Minnesota Court of Appeals
Dec 22, 2009
No. A08-2203 (Minn. Ct. App. Dec. 22, 2009)

Opinion

No. A08-2203.

Filed December 22, 2009.

Appeal from Metropolitan Council Housing and Redevelopment Authority.

Ron Michaelson, Southern Minnesota Regional Legal Services, Inc., (for relator).

Mary G. Dobbins, (for respondent).

Considered and decided by Wright, Presiding Judge; Kalitowski, Judge; and Stoneburner, Judge.


This opinion will be unpublished and may not be cited except as provided by Minn. Stat. § 480A.08, subd. 3 (2008).


UNPUBLISHED OPINION


Relator Erica Morford-Garcia challenges the determination of the hearing officer for Metropolitan Council Housing and Redevelopment Authority, upholding the termination of her housing assistance under the Section 8 program. Because we conclude that the hearing officer's decision was supported by substantial evidence and was not arbitrary and capricious, we affirm.

DECISION

When a public-housing authority receives evidence, hears testimony, and makes a determination to deny an individual Section 8 benefits, it acts in a quasi-judicial capacity. Carter v. Olmsted County Hous. Redev. Auth., 574 N.W.2d 725, 729 (Minn. App. 1998). Agencies' quasi-judicial determinations should be upheld unless they are unconstitutional, outside agency jurisdiction, procedurally defective, based on erroneous legal theory, not supported by substantial evidence, or arbitrary and capricious.
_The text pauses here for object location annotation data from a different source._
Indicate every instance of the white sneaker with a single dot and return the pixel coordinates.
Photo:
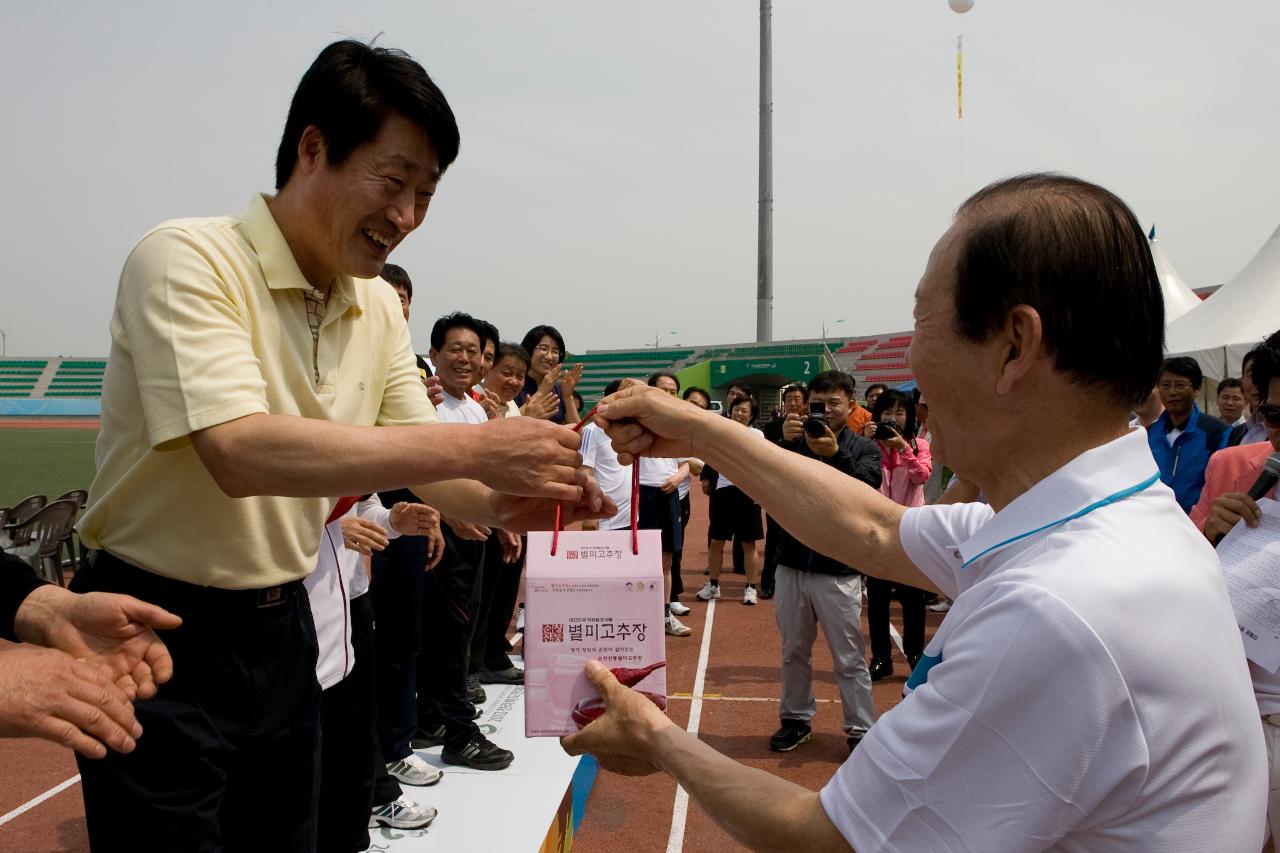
(402, 813)
(414, 771)
(676, 628)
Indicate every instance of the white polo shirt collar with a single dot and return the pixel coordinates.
(1089, 482)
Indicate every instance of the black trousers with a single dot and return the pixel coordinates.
(348, 744)
(878, 594)
(229, 760)
(677, 583)
(451, 597)
(499, 587)
(398, 576)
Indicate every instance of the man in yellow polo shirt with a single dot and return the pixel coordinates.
(252, 377)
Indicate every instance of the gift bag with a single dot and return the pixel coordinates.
(590, 596)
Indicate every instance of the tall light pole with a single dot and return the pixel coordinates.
(658, 337)
(764, 237)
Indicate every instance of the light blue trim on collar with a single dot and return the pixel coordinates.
(1097, 505)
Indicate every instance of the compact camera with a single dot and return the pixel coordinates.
(816, 424)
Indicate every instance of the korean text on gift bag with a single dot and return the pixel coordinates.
(598, 597)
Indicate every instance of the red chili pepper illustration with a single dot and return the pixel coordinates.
(631, 678)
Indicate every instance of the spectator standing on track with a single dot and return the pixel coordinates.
(905, 468)
(814, 591)
(1223, 503)
(346, 669)
(447, 693)
(1253, 430)
(1082, 594)
(1230, 402)
(1183, 438)
(659, 505)
(734, 516)
(795, 406)
(247, 373)
(547, 377)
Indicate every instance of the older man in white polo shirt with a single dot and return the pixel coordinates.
(1088, 689)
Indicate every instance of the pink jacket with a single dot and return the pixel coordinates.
(906, 473)
(1232, 469)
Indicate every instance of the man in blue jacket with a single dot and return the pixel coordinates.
(1183, 438)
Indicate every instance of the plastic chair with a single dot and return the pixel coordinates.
(18, 515)
(72, 542)
(42, 538)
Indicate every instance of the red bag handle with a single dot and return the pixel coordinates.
(635, 498)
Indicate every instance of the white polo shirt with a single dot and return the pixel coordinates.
(615, 479)
(1087, 690)
(339, 578)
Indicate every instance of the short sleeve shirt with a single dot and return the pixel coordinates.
(613, 478)
(210, 324)
(1086, 692)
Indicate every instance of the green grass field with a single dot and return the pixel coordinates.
(44, 461)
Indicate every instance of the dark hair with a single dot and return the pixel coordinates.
(1077, 254)
(398, 278)
(348, 94)
(748, 398)
(511, 351)
(535, 336)
(489, 332)
(891, 398)
(1183, 366)
(830, 381)
(694, 389)
(653, 379)
(795, 387)
(1230, 382)
(456, 320)
(1266, 365)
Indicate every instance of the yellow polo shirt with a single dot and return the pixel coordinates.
(210, 324)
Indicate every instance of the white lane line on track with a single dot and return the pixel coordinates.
(676, 839)
(26, 807)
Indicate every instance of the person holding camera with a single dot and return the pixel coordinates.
(905, 468)
(813, 589)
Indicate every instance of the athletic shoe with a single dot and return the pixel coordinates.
(790, 735)
(402, 813)
(510, 675)
(414, 771)
(479, 753)
(428, 738)
(475, 693)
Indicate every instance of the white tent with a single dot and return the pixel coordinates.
(1179, 299)
(1234, 319)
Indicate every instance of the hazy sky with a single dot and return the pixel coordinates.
(607, 181)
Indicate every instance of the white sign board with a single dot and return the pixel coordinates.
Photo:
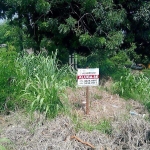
(88, 77)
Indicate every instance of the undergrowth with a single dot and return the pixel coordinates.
(134, 86)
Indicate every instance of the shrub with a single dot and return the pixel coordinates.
(135, 86)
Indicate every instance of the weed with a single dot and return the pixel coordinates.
(135, 86)
(3, 140)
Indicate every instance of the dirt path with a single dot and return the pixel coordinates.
(129, 131)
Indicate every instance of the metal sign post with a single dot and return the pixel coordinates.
(87, 101)
(86, 78)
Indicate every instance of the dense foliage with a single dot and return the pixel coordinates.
(103, 27)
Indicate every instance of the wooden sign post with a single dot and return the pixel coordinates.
(86, 78)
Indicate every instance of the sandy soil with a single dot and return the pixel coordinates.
(130, 130)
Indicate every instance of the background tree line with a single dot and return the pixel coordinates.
(100, 28)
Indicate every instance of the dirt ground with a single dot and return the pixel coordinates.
(130, 125)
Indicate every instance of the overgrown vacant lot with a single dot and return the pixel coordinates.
(110, 125)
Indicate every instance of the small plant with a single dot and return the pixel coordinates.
(3, 140)
(135, 86)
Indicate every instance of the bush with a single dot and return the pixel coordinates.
(135, 86)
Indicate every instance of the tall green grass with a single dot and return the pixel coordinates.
(8, 76)
(45, 83)
(33, 82)
(135, 86)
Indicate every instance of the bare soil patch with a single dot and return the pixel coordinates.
(129, 131)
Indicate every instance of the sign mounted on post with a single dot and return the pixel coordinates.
(88, 77)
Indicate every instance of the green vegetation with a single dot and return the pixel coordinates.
(2, 141)
(33, 82)
(103, 125)
(134, 86)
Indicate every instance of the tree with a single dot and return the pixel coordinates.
(136, 28)
(92, 24)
Id. This court examines the findings to determine whether they support the decision, but does not retry facts or challenge credibility determinations. Senior v. City of Edina, 547 N.W.2d 411, 416 (Minn. App. 1996).

I.

This court will not disturb an agency determination as long as it is supported by substantial evidence. Carter, 574 N.W.2d at 730. Substantial evidence is: "(1) such relevant evidence as a reasonable mind might accept as adequate to support a conclusion; (2) more than a scintilla of evidence; (3) more than some evidence; (4) more than any evidence; or (5) the evidence considered in its entirety." Wilhite v. Scott County Hous. and Redev. Auth., 759 N.W.2d 252, 255 (Minn. App. 2009) (quotation omitted). On review we apply the abuse-of-discretion standard. Carter, 574 N.W.2d at 730.

Relator contends that the agency decision upholding the termination of her housing assistance was not supported by substantial evidence. We disagree.
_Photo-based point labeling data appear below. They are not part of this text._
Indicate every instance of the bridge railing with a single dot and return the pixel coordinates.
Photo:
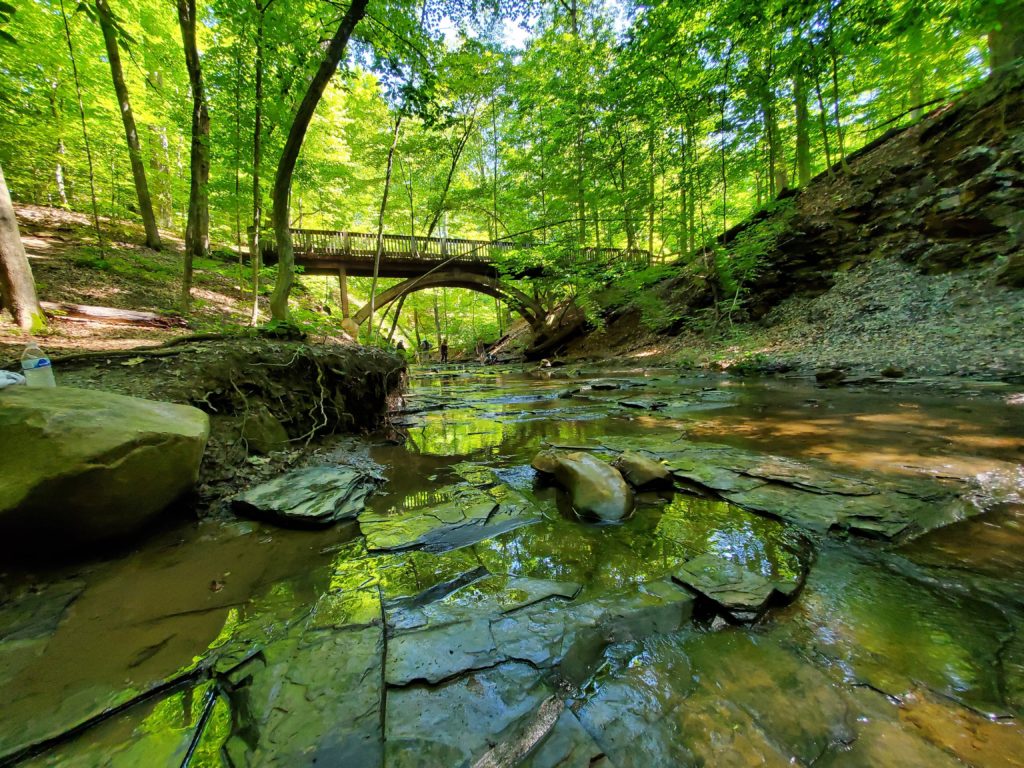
(327, 244)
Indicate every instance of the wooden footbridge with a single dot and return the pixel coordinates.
(485, 266)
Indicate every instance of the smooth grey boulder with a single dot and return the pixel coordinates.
(81, 465)
(314, 497)
(642, 472)
(596, 487)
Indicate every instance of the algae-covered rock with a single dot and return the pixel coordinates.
(742, 592)
(642, 472)
(597, 488)
(83, 465)
(312, 497)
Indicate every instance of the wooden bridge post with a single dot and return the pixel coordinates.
(343, 288)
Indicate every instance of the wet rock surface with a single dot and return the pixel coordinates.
(597, 488)
(469, 619)
(308, 498)
(79, 466)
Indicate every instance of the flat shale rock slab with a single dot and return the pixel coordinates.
(310, 498)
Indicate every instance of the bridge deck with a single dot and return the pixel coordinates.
(326, 252)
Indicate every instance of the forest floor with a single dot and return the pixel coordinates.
(911, 257)
(71, 269)
(878, 314)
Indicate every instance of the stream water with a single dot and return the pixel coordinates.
(837, 580)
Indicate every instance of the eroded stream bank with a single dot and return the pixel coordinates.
(852, 610)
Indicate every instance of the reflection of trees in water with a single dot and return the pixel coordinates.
(895, 633)
(600, 557)
(706, 525)
(426, 498)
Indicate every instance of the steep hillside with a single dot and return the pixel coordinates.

Substantial evidence supports the conclusion that relator was evicted.

24 C.F.R. 982.552(b)(2) (2008) provides that a housing authority must terminate assistance if a recipient is evicted for serious lease violations. Relator first argues that the evidence on the record does not support the Metropolitan Council Housing and Redevelopment Authority (Metro HRA) hearing officer's determination because she was never evicted. Rather, she argues, a writ of recovery was issued, posted, and canceled before it was executed. Relator contends that this means the eviction itself was canceled. Relator cites the lack of evidence in the record of a court order or judgment of eviction, the sheriff's records that state "[e]viction cancelled," and the fact that she voluntarily vacated the premises as evidence that she was not in fact evicted, or dispossessed by process of law.

In an eviction action, the district court must order judgment for the landlord before a writ of recovery may be issued. Minn. Stat. § 504B.345 (2008). It is undisputed that here, the landlord initiated an eviction action when he filed an eviction complaint on June 9, 2008. The record further indicates that when the parties went to housing court on June 18, 2008, they entered into a settlement and agreed to a mutual termination of the lease. The settlement agreement stated that "[i]f Defendants fail to comply with any provision of this agreement, Plaintiff shall be entitled to an immediate writ of recovery." The parties agreed to stay the writ of recovery at that time. Relator cannot, and does not, challenge the validity of the writ at this time.

We conclude that there was evidence to support the hearing officer's conclusion that relator was evicted. The evidence presented included an eviction summons and complaint, a mutual termination agreement between the parties that stated that if relator failed to comply with all the conditions of the agreement a writ would be issued, and a writ that was issued and posted, then canceled. Presented with this evidence, and with Minnesota law providing that a writ of recovery will not be issued unless a judgment has been entered in the landlord's favor, the hearing officer's decision that relator had been evicted, is supported by substantial evidence.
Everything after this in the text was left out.